By MaryTherese GriffinJuly 18, 2019
Fort Drum Community is one of the best partnerships according to WTB Commander
By MaryTherese Griffin, Army Warrior Care and Transition
FORT DRUM, N.Y. - With an average snowfall of 101 inches a year, many associate Fort Drum, New York with winter and cold. However, U.S. Army Lt. Col. Theodore Sobocienski, Commander of the Warrior Transition Battalion at Fort Drum, says despite all the snow, the surrounding community is as warm and welcoming as they come, to his Soldiers in transition.
"The community here understands the Warrior Transition Program. Everything here is focused on our Warrior Transition Battalion," Sobocienski said. "One example of this is the relationship the WTB has with the local hospital, an important relationship because the Fort Drum WTB does not have a base hospital for medical care. If one of our Soldiers goes across the street to the community hospital, there is a kiosk that asks are you in the Warrior Transition Battalion, you check yes and boom you are now number one. It's not like that in any mainstream hospital in the country," said Sobocienski.
Across upstate New York from Watertown to Syracuse to Rochester, the community supports the Soldiers in the program.
"The community partnership is so strong up here at Fort Drum and people who come here from other areas see that and say that." Sobocienski said. "The transition services alone and the amount of resources [offered to Soldiers in transition] are incredible. From college courses to Department of Labor to finances for assistance in budgeting, our Soldiers have support."

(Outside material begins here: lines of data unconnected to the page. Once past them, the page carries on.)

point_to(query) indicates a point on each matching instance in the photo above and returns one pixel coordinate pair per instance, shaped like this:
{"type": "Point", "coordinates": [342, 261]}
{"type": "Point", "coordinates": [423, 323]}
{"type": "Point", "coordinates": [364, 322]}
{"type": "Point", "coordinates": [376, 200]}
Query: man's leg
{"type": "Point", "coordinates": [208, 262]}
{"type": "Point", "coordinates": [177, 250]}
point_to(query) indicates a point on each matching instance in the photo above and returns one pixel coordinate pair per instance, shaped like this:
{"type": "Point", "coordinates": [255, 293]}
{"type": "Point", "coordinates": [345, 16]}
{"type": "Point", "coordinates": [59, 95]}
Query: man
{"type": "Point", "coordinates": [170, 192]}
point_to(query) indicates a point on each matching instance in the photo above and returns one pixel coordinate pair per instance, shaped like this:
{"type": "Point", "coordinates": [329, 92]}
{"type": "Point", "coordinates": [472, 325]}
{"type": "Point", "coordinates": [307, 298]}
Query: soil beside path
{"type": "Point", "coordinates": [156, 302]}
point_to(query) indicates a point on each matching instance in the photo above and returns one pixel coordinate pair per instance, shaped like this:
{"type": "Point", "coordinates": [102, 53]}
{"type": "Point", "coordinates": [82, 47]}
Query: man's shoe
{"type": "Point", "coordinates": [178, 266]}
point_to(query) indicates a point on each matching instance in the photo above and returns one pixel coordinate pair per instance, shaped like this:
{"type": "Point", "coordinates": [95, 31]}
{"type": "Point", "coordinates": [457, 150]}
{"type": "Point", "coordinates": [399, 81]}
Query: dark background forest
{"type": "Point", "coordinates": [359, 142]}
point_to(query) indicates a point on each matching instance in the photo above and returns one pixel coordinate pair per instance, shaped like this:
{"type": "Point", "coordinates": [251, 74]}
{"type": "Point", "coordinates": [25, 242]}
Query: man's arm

Sobocienski is keenly aware that many Soldiers think coming to a WTB is the "kiss of death," but he says they quickly learn that it is far from it. He wants Soldiers in his care as soon as possible before their issues escalate. He says he can put them on the right path if they are staying in or getting out of the Army.
"The main purpose [of the WTB] is for Soldiers to heal and transition. If they can get Soldiers to me, I can help them," Sobocienski said. "Readiness is number one and I explain if I can heal a Soldier and return them to duty, I saved the Army's investment."
This commander insists Soldiers need to speak up right away about injuries or illnesses so they do not get worse.
"Here you are allowed to focus on you- healing and transitioning. Now is the time to say what hurts and what's wrong. This place, this community has you covered."